Meanwhile, Muslim organizations are using the First Amendment against the U.S. democracy to silence the voices of Islamic critics and to gain a platform at American Universities. Rosie O’Donnell may believe, as she has stated under her First Amendment rights that, “Radical Christianity is just as threatening as radical Islam in a country like the United States.” But she won’t get sued for it. Pro-Muslim groups like the Council on American-Islamic Relations, though, are known to file libel lawsuits seeking millions of dollars in damages against people whose free speech they perceive as a threat to their agenda. “We have to enforce the First Amendment,” says Elhred. “The government is too scared to upset the Muslim population in the oil fields. It’s outrageous. We are living in a free county and we must fight for free speech.”

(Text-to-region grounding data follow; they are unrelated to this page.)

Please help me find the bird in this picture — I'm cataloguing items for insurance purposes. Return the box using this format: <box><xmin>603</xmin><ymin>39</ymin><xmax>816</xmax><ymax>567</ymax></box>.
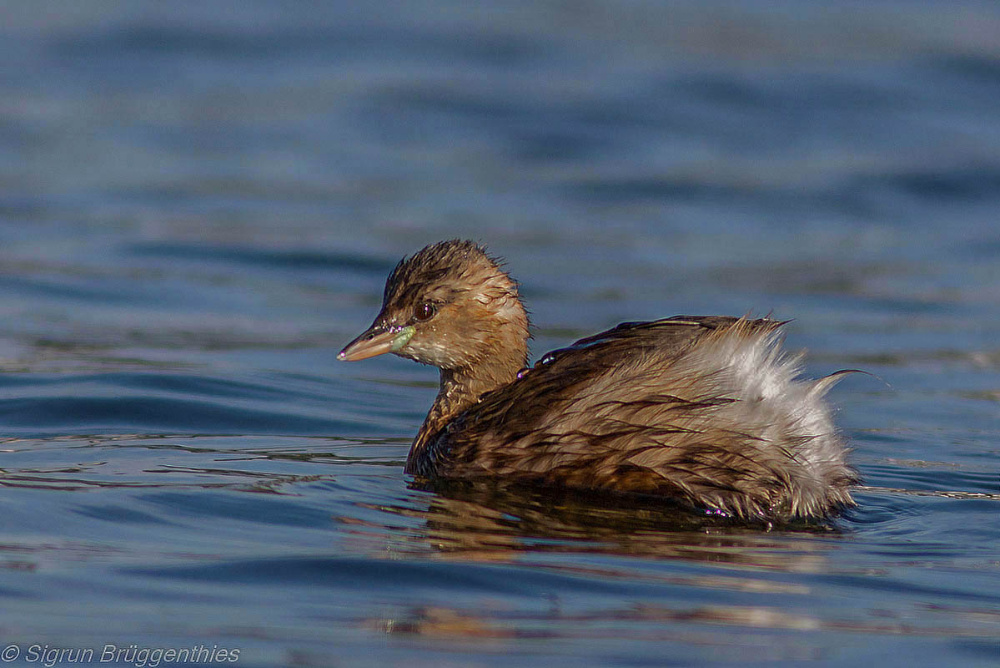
<box><xmin>337</xmin><ymin>239</ymin><xmax>858</xmax><ymax>523</ymax></box>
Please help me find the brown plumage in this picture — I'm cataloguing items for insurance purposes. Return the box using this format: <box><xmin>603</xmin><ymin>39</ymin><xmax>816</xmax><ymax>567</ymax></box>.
<box><xmin>338</xmin><ymin>241</ymin><xmax>856</xmax><ymax>520</ymax></box>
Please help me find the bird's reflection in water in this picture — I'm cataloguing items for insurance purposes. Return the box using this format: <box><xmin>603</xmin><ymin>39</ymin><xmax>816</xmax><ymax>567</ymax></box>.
<box><xmin>352</xmin><ymin>481</ymin><xmax>839</xmax><ymax>572</ymax></box>
<box><xmin>348</xmin><ymin>482</ymin><xmax>839</xmax><ymax>648</ymax></box>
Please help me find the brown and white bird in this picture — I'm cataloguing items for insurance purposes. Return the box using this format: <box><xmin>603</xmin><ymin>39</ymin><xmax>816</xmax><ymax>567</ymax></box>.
<box><xmin>338</xmin><ymin>240</ymin><xmax>857</xmax><ymax>521</ymax></box>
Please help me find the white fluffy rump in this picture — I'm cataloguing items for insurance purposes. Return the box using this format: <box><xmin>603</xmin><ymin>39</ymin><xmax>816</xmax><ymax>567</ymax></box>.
<box><xmin>670</xmin><ymin>327</ymin><xmax>854</xmax><ymax>515</ymax></box>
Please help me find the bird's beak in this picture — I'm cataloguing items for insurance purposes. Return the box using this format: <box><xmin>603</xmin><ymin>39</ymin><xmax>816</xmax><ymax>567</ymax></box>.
<box><xmin>337</xmin><ymin>320</ymin><xmax>416</xmax><ymax>362</ymax></box>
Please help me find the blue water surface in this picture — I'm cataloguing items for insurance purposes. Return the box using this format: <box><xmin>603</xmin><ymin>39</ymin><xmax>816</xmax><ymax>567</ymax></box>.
<box><xmin>0</xmin><ymin>0</ymin><xmax>1000</xmax><ymax>668</ymax></box>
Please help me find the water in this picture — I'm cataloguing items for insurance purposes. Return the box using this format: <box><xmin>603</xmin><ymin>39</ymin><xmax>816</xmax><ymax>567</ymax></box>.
<box><xmin>0</xmin><ymin>0</ymin><xmax>1000</xmax><ymax>668</ymax></box>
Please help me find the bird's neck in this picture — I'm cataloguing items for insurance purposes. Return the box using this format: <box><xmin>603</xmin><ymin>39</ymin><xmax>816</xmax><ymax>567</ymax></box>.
<box><xmin>406</xmin><ymin>341</ymin><xmax>528</xmax><ymax>475</ymax></box>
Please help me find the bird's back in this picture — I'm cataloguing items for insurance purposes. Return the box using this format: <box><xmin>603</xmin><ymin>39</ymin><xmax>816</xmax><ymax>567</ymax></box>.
<box><xmin>411</xmin><ymin>316</ymin><xmax>854</xmax><ymax>519</ymax></box>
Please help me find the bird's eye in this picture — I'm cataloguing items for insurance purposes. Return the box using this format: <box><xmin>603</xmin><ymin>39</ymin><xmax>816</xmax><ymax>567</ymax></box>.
<box><xmin>413</xmin><ymin>302</ymin><xmax>437</xmax><ymax>322</ymax></box>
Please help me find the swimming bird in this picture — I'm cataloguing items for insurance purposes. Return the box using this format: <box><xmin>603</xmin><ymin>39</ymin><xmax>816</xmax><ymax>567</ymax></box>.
<box><xmin>338</xmin><ymin>240</ymin><xmax>857</xmax><ymax>522</ymax></box>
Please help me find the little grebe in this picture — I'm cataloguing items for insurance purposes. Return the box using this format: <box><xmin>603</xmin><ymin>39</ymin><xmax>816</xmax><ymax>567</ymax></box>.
<box><xmin>337</xmin><ymin>241</ymin><xmax>856</xmax><ymax>521</ymax></box>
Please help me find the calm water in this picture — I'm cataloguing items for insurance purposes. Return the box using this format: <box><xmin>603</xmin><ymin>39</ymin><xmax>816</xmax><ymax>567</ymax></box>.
<box><xmin>0</xmin><ymin>0</ymin><xmax>1000</xmax><ymax>668</ymax></box>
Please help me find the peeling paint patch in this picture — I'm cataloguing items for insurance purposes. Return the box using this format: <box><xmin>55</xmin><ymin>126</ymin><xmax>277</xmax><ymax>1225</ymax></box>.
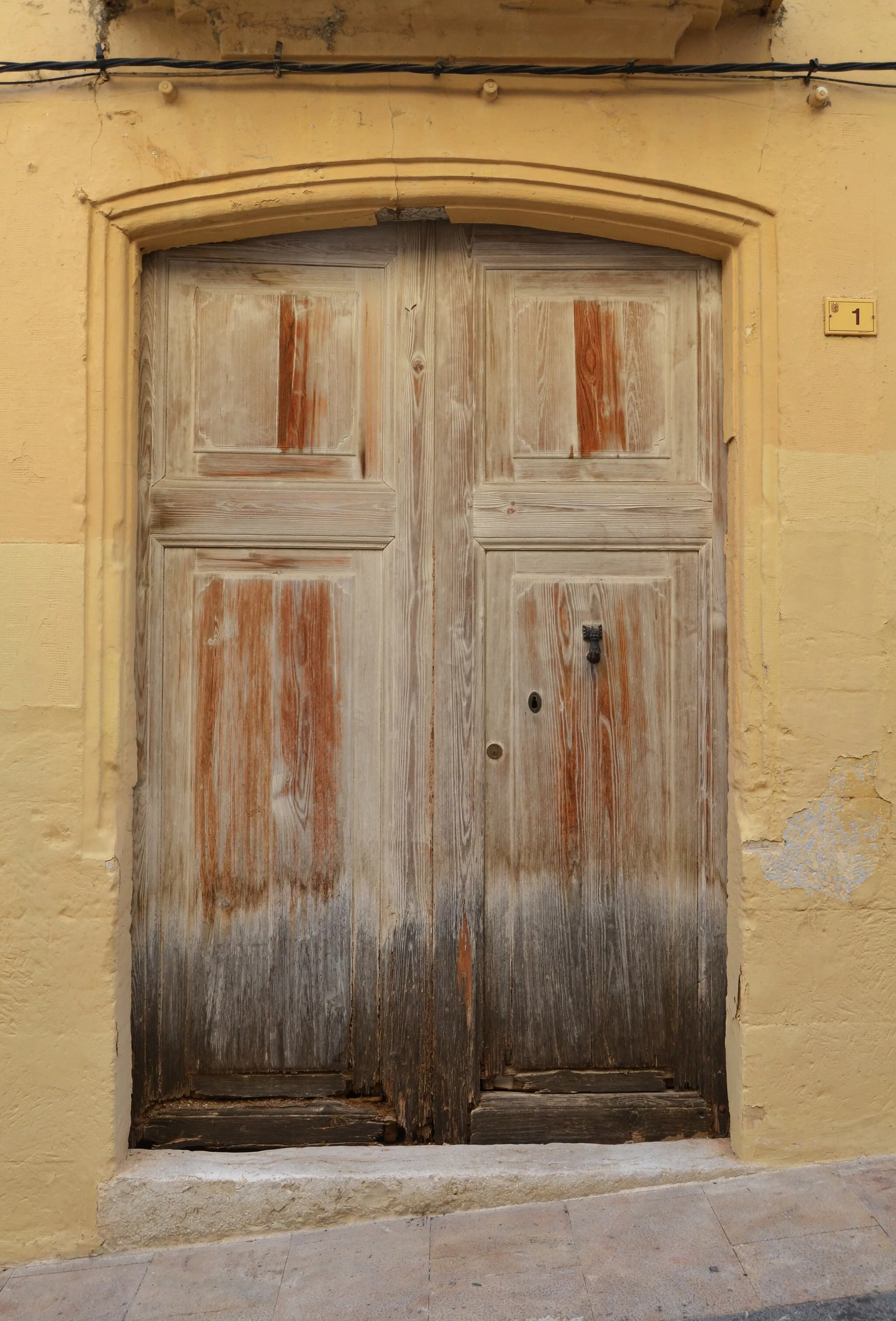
<box><xmin>744</xmin><ymin>753</ymin><xmax>892</xmax><ymax>900</ymax></box>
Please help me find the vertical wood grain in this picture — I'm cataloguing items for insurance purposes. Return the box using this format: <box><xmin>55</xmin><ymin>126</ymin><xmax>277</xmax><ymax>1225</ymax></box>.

Radical Islamic extremists enjoy the free speech America offers. Take Mahmoud Ahmadinejad’s recent, controversial speech at New York City’s Columbia University. The Iranian President’s visit to Columbia University demonstrates the profound stupidity and naiveté on the part of American academia. So says Canadian moralist Tristan Emmanuel, president of the ECP Centre of Canada – the Canadian equivalent of the Moral Majority – who believes that liberalism has betrayed the trust of America. “Ahmadinejad used the occasion to turn all the questions on their head and accused America of terrorism – he also scored points with several in the audience. Only an idiot can interpret this publicity stunt as a victory for American free-speech values,” Emmanuel says. “This event had nothing to do with free speech – Ahmadinejad already has and continues to exercise free speech daily. He doesn’t need American lackies for that. Furthermore, the First Amendment doesn’t necessarily even apply to non-Americans. But even so, if ‘Free Speech’ was the issue, why the double standard? What about the free speech rights of The Minutemen and others who’ve been denied the right to a forum or podium at Columbia and other universities because their views were ‘politically incorrect’?”

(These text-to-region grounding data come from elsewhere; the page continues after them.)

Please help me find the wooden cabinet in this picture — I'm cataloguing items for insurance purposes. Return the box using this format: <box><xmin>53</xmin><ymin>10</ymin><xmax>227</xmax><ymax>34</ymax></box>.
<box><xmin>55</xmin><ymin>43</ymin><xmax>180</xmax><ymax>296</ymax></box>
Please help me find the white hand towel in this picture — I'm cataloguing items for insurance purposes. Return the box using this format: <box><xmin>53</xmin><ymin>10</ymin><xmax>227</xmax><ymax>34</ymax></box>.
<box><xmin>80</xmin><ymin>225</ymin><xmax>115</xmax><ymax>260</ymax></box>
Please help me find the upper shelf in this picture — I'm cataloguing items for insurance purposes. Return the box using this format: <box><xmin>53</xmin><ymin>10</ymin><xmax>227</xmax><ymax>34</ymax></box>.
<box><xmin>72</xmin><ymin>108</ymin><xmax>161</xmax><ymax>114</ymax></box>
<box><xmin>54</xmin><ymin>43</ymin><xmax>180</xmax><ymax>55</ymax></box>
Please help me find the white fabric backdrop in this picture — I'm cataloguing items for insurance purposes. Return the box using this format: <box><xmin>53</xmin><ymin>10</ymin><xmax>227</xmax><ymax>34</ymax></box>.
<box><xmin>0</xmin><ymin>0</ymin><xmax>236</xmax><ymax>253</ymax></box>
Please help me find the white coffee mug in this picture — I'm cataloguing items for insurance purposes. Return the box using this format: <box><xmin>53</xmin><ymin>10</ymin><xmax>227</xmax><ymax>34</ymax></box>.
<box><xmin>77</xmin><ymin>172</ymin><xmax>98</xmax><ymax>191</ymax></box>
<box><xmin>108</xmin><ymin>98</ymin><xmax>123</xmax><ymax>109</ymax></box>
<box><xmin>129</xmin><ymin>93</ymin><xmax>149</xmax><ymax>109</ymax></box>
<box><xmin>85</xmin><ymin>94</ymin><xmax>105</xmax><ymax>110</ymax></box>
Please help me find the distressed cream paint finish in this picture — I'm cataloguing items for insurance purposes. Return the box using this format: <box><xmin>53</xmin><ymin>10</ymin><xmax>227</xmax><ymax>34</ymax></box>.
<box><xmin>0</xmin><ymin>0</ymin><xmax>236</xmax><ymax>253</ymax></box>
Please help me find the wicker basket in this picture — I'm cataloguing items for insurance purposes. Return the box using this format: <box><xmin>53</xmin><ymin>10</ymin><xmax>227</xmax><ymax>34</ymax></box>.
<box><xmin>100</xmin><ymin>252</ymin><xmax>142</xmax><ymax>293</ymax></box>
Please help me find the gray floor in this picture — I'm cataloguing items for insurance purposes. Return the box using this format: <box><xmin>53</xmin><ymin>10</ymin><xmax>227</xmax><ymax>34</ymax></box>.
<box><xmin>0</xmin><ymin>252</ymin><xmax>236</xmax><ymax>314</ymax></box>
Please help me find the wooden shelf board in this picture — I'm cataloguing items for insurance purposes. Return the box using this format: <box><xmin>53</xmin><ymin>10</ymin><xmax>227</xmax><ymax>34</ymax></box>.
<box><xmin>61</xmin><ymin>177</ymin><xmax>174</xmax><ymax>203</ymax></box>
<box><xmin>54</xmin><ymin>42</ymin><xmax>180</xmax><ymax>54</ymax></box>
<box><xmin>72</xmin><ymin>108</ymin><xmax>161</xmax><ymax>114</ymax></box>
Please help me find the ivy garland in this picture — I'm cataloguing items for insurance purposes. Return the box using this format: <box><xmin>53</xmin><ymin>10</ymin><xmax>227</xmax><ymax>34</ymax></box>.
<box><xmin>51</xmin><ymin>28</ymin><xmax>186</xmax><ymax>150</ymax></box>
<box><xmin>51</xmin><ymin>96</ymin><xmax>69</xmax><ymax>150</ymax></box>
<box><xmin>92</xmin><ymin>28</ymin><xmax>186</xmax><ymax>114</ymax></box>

Standing Up and Speaking Out
Elhred, for one, is waiting for Americans to fight. But what are we fighting for? Well, America. What would America look like if these anti-First Amendment issues gain ground in the land? A Third World country where you believe and practice whatever the government tells you to, according to Judge Roy Moore, the former Alabama Supreme Court judge and founder of the Montgomery, Ala.-based Foundation for Moral Law, a non-profit organization that litigates and educates people about religious liberties under the First Amendment.

“People are too proud to pray to the God that made us. They open Congress with Hindu prayer. The President of the United States rededicates a mosque to a false god. Where are we going? We are going to tyranny,” Moore says. “Tyranny is the other end of liberty and freedom. Tyranny is when government tells you everything you can do and believe, think and act. They have no right to do that. Our country was not founded on that basis.” Freedom fighters like Moore are issuing a wake up call to the Body of Christ. Although most people are aware of the culture wars in the U.S., the ADF’s Johnson notes, they are largely apathetic until a hand grenade detonates in their backyard. Often, it’s too late by that time. Regardless of vocation or station, Johnson recommends some practical steps every citizen can take to prevent further erosion of the First Amendment and ungodly culture changes.

“You’ve got to be armed with information because people perish for lack of knowledge,” Johnson says. “Write a letter to the editor of your newspaper and articulate the issues and the truth on matters going on in your area. Form a community impact committee in your church. Gather like-minded people that have caught the vision, who understand the threat and who want to do something about it. Combined, these efforts can make a huge impact on the culture. If more people would get involved we would see the tide turn.” [/b]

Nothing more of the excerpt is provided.